Vedi anche:In che modo l'agricoltura intensiva e la coltivazione dell'olivo influiscono sulla salute del suoloL'integrazione degli ulivi e delle colture come parte di un sistema di coltivazione silvoarabile a vicoli è stato scoperto che fornisce servizi ecosistemici, ovvero benefici che le persone ottengono dagli ecosistemi, come il ripristino del suolo, la conservazione dell'acqua, la regolazione del clima e il miglioramento della biodiversità.
Nel 2022, Lozano e il suo team hanno condotto uno studio sulla consociazione negli uliveti mediterranei non irrigati nell'ambito del progetto Diverfarming dell'Unione Europea, dove "lo scopo delle colture di copertura era quello di migliorare la biodiversità e la qualità del suolo, nonché di incrementare i profitti dei coltivatori."
Misure sostenibili di conservazione del suolo come la consociazione dello zafferano (crocus sativus) o lavanda (Lavanda x intermedia) negli oliveti non irrigui "può essere molto efficace nel prevenire l'erosione del suolo e nel migliorarne le proprietà", ha affermato Lozano.
Tuttavia, ha anche avvertito che "le variabili climatiche possono avere un impatto profondo, soprattutto sul sistema tradizionale di coltivazione dell'olivo", e "il raccolto di una coltura di copertura potrebbe non essere garantito." Inoltre, "è molto difficile ottenere un ritorno finanziario positivo da una seconda coltura coltivata in vicoli di uliveti non irrigati.”
"In periodi di grave carenza idrica, che colpisce anche gli ulivi molto resistenti alla siccità, le colture di copertura difficilmente riescono a resistere alla mancanza di acqua e spesso si sono rivelate insostenibili come fonte di reddito aggiuntiva per gli olivicoltori", ha aggiunto Lozano.

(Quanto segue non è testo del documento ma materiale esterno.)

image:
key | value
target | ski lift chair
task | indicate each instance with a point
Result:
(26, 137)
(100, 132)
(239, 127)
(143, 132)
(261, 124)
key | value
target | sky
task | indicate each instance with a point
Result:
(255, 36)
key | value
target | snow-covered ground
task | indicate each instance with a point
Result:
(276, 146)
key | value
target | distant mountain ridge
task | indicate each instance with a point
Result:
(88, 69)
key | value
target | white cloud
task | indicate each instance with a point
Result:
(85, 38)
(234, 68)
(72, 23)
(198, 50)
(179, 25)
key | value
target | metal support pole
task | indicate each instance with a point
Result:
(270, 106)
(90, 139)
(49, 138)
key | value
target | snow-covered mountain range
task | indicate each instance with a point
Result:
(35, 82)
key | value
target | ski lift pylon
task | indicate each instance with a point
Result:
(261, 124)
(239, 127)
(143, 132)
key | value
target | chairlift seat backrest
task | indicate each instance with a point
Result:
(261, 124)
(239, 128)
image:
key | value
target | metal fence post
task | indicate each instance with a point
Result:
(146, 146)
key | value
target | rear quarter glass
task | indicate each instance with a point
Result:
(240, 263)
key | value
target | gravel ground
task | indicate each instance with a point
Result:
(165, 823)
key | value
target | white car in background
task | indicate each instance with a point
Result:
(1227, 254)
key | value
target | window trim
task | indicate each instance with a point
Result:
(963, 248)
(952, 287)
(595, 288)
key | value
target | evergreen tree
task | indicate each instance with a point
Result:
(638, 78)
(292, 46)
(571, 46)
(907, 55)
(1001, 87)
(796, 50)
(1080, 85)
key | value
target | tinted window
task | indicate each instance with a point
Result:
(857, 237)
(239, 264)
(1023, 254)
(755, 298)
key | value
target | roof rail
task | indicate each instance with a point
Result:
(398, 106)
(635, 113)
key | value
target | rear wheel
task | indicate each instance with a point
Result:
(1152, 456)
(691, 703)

Nonostante i rischi associati alla vitalità delle colture di copertura negli oliveti non irrigati, "in generale, di recente si è assistito a un’espansione delle colture di copertura negli oliveti spagnoli, stimolata da specifici sussidi dell’UE”, ha affermato Lozano.
In effetti, i dati ufficiali sulla superficie degli uliveti con colture di copertura intercalari mostrano un aumento impressionante da 1.4 milioni di ettari nel 2022, prima dell’ultima iterazione del Politica agricola comune (PAC) è entrata in vigore nel 2023, raggiungendo quota 2.4 milioni di ettari nel marzo 2024.

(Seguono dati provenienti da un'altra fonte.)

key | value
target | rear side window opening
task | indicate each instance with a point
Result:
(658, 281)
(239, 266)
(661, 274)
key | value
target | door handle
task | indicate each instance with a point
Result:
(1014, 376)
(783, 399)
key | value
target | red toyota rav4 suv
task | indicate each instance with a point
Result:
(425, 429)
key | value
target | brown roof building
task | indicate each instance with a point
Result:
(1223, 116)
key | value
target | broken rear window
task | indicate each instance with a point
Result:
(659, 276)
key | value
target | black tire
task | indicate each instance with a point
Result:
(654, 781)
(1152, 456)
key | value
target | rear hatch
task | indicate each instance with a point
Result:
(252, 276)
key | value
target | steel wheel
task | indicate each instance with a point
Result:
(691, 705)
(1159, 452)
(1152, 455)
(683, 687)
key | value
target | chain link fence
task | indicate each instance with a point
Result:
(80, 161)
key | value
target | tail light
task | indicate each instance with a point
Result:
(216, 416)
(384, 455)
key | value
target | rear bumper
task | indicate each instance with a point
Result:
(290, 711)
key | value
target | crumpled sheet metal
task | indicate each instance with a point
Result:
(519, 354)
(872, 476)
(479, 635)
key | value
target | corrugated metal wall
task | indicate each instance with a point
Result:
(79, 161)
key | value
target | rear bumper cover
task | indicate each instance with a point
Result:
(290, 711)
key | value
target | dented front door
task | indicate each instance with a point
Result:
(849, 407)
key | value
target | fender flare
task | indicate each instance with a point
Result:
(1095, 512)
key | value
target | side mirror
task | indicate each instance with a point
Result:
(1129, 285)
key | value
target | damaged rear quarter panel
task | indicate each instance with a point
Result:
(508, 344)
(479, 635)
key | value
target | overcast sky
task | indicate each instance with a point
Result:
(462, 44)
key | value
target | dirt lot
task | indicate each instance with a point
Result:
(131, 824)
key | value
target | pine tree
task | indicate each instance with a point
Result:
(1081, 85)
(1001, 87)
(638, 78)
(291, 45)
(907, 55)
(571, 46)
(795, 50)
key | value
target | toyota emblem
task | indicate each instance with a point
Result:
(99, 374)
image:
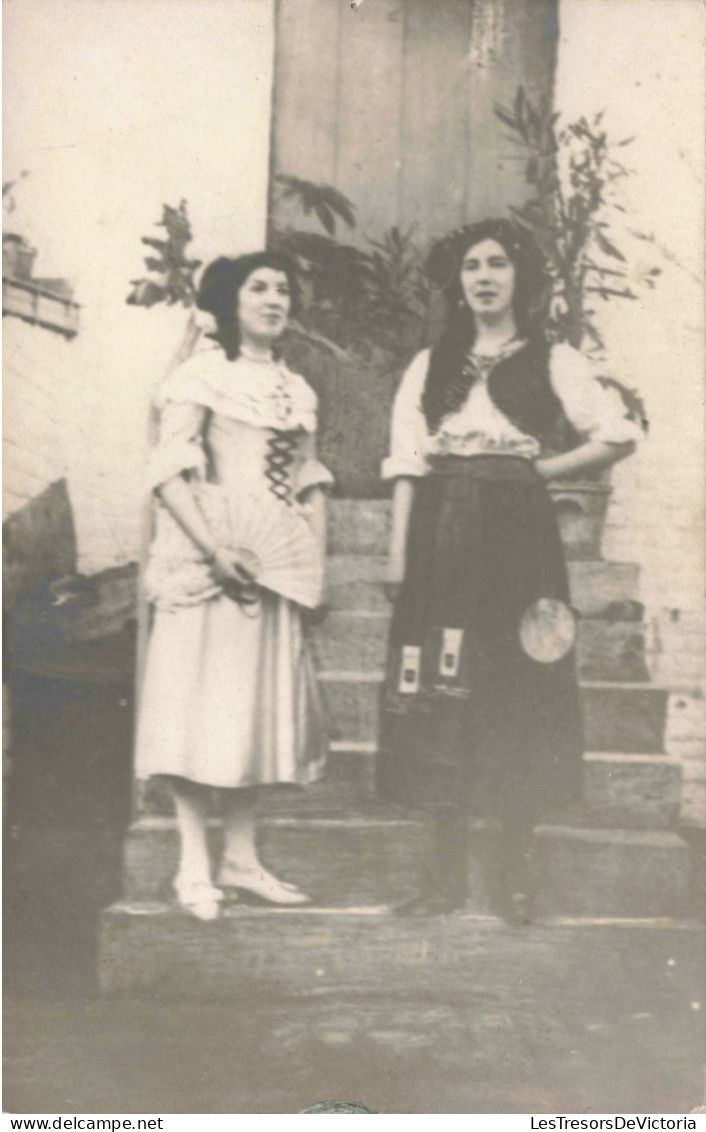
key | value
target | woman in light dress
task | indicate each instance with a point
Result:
(480, 708)
(229, 697)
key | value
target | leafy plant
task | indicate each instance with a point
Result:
(573, 170)
(170, 271)
(358, 298)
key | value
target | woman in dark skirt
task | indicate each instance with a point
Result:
(480, 706)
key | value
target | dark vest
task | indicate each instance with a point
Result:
(519, 386)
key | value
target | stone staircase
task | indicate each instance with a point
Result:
(618, 857)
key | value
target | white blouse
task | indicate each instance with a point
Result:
(595, 411)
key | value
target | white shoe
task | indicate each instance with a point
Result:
(257, 882)
(199, 898)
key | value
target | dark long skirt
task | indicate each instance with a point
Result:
(467, 719)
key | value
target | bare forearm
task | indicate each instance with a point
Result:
(178, 497)
(403, 497)
(592, 455)
(315, 500)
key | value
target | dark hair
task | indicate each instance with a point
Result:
(221, 283)
(446, 389)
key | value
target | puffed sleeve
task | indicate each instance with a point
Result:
(409, 428)
(311, 471)
(179, 447)
(595, 411)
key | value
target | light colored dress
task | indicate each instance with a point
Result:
(230, 694)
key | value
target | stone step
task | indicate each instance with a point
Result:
(351, 640)
(361, 526)
(599, 589)
(633, 791)
(370, 860)
(368, 955)
(622, 718)
(265, 954)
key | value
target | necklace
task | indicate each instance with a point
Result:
(246, 352)
(508, 345)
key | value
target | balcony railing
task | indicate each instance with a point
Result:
(36, 303)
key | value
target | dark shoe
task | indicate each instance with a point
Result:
(435, 903)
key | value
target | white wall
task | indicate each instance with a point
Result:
(644, 61)
(115, 106)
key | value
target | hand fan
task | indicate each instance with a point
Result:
(278, 547)
(548, 631)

Come esempi pratici, due progetti in Spagna hanno riguardato l’intercoltura negli uliveti, compresi gli sforzi per promuovere la biodiversità attraverso l’apicoltura, la coltivazione della lavanda e il turismo rurale nella 'Olivares de Miel' progetto e 'Olivares Vivos,' che, con il suo Progetto LIFE Olivares Vivos+, si è esteso oltre la Spagna in Italia, Grecia e Portogallo – hanno lo scopo di aumentare la biodiversità, ridurre l’erosione del suolo e rendere redditizio l’investimento nelle colture di copertura.
Questo obiettivo può essere raggiunto principalmente attraverso una formazione aggiuntiva e completa sulle colture intercalari e sforzi dedicati per migliorare le strategie di marketing, comunicazione e branding per vendere prodotti di alta qualità e valore aggiunto a consumatori attenti all'ambiente.

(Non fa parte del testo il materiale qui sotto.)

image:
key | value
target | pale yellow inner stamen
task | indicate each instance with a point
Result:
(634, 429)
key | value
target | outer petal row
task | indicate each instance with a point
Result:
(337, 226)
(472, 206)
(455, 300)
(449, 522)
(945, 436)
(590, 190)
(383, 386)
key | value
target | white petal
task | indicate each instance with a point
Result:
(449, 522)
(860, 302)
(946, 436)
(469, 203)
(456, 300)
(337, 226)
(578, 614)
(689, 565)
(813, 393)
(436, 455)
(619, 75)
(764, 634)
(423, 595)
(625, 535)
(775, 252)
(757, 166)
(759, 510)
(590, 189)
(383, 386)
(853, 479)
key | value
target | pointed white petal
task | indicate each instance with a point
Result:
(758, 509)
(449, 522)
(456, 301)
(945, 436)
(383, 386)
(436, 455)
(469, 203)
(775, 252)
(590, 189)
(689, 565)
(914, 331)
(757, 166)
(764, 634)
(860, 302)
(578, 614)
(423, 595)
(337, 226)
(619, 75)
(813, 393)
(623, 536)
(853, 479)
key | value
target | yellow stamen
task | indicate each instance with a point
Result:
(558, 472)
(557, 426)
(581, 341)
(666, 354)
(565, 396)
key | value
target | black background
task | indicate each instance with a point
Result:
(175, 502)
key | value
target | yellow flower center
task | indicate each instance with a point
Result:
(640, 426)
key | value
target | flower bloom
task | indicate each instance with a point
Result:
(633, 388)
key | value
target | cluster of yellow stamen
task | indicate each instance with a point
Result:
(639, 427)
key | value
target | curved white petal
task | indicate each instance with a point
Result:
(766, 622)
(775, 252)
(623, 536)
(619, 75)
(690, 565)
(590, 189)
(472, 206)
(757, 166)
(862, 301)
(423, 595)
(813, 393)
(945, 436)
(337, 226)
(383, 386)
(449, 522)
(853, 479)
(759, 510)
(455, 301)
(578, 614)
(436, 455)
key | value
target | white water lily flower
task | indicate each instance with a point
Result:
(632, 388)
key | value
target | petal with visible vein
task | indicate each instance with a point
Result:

La Commissione per la sopravvivenza delle specie dell’IUCN ha dichiarato nel suo rapporto pubblicato nel giugno 2024 che "la transizione verso pratiche più sostenibili, come l’agricoltura biologica e l’uso di colture di copertura, è essenziale per ridurre l’impatto ambientale della produzione di olio d’oliva.”
Questo obiettivo è stato rafforzato dalle nuove disposizioni stabilite nella PAC dell'UE, che durerà fino al 2027, vale a dire l'introduzione di regimi ecologici (per la Spagna, come specificato nella Piano strategico della PAC spagnola e l'UE Strategia sulla biodiversità per il 2030), con il riconoscimento dell'elevato valore ecologico e sociale delle azioni di conservazione ambientale intraprese dagli olivicoltori consapevoli, per maggiori benefici non legati alle materie prime.